Sigue con tu ruido eterno

A mi querido amigo Jaime Reyes (doblemente premiado con la presea Xavier Villaurrutia) lo conocí a finales del 86. Me lo presentó la poeta veracruzana Silvia Tomasa Rivera (premio nacional de poesía "Paula Allende" y premio nacional "Jaime Sabines" ).

A Jaime Reyes, riguroso y exigente poeta, le fascinaba Real de Catorce y "su poesía hecha canción"; frecuentaba los conciertos del Real y una ocasión mi hermana Julia Camargo (representante) lo invitó a participar a un concierto que tendríamos en el Teatro El Galeón; él aceptó fascinado y juntos armamos un programa de blues y poesía; los ensayos eran intensos, pero gozosos; después de estos, solíamos compartir en su casa la santa yerba de los poetas luminosos.

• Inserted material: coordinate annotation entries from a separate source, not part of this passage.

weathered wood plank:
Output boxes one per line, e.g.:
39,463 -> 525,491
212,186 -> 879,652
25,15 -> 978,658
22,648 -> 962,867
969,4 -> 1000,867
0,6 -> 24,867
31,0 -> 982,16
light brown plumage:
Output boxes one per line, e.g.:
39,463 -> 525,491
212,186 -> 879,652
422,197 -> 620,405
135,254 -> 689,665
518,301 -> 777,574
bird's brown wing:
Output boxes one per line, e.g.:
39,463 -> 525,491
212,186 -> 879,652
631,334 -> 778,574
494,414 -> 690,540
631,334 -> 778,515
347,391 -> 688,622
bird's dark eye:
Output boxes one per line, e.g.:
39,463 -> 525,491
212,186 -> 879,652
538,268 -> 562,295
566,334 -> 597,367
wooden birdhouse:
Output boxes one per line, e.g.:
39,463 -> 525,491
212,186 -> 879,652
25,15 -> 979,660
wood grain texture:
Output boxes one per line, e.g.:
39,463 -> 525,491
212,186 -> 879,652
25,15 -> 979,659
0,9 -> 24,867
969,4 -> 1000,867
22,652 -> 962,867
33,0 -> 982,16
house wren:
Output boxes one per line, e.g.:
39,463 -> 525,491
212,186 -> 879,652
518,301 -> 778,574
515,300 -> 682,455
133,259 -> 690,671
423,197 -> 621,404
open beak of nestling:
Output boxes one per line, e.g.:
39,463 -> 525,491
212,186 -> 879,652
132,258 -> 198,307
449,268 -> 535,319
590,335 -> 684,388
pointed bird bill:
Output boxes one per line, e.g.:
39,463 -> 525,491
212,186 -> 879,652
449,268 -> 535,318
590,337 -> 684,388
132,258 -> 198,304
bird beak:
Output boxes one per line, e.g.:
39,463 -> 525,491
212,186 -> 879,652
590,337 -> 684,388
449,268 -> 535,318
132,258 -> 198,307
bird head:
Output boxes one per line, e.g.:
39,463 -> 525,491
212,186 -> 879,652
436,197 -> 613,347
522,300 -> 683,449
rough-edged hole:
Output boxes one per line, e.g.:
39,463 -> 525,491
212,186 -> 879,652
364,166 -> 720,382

Nos hicimos grandes amigos, yo le mostraba mis papeles sin temor a su rigurosa crítica, y él a su vez, en un acto de generosa correspondencia, me compartía sus más recientes poemas (el privilegio de la primicia), pronto lo visitaba asiduamente en su casa o recorríamos las buenas cantinas, que lo son, por sus buenas botanas, y en todo momento hablábamos de literatura y sobre todo de poesía. Ambos gustábamos de la obra de James Joyce, particularmente de ’Ulises’; de T.S. Elliot, de Virginia Woolf, Ezra Pound, Wallace Stevens. Coincidíamos en que el poema críptico era un recurso literario poco apreciado.

Ya en escena, la voz gruesa de Jaime Reyes retumbó en las paredes del teatro al ritmo de "Un medio día triste", para después empezar yo, ese poema-canción con los solos bluseros de Iglesias y mi armónica; él no aparecería ante el público en todo el concierto, sólo su voz, que "con eso era más que suficiente", enfatizó con vehemencia en los ensayos.

Un domingo de caguamas y de yerba purísima, llegaron a mi casa Ricardo Castillo (excelente poeta tapatio), y Jaime Reyes; leeríamos nuestros papeles cada uno (una tradición entre poetas muy nutritiva, humilde y necesaria); Reyes, entró en un profundo trance y empezó a leer: "Estoy donde quiera a la hora del desastre porque contigo estoy, porque sin ti no estuviera"; yo pensé, para mí, el poeta tan humano que divino es, bracea en la realidad a diez metros de ella. Una vez terminado su poema, Jaime invitó a Ricardo Castillo a continuar con el rito; Ricardo sacó su libro y se puso de pié, "Mi amor vale un pelícano/ Un tostón de cacahuates que no tienen precio"; Ricardo gesticulaba con la plasticidad de un mimo; levantaba los brazos como alas de pelícano, era extraordinario escuchar su oratoria a ronco pecho; tanto él como Jaime, procuraban la ’lecture divine’, un acto antiguo de leer poesía que Gonzalo Rojas, poeta chileno, había desoxidado para bien de la humanidad; era maravilloso ver cómo el poema se corporeizaba; cómo flotaba en el aire como éter para impregnar la sala, las cortinas, la mesa: nuestros corazones.

Luego llegó mi turno, un tanto pedo, lancé: "Sueño que en mis bolsas cargo un puñado más de tiempo/ que no me voy a ir, que no me iré, que mi muerte es de juguete/ la única mentira que Dios no me perdona". Terminamos el pedazo de noche que quedaba, platicando y bebiéndonos el destino propio de tres almas valerosas.

Cuando Jaime se cambió de rumbo y casa, yo lo frecuentaba para trabajar mis poemas con él. Una noche toqué a la puerta de su departamento en una vecindad,allá por el periférico, pero nadie abrió; después supe por amigos que estaba gravemente enfermo de pulmonía por un tratamiento homeopático mal administrado (Jaime detestaba la alopatía); a los pocos días supe que había fallecido. Me invadió una tristeza que me llagó el corazón en pedazos, y lloré lágrimas fosfóricas que sólo el alma de un poeta de tal altura puede provocar. Dos días seguidos mis ojos se disolvieron en agua salada; para no ahogarme, tomé mi guitarra y compuse "Al poeta", canción dedicada a un amigo entrañable.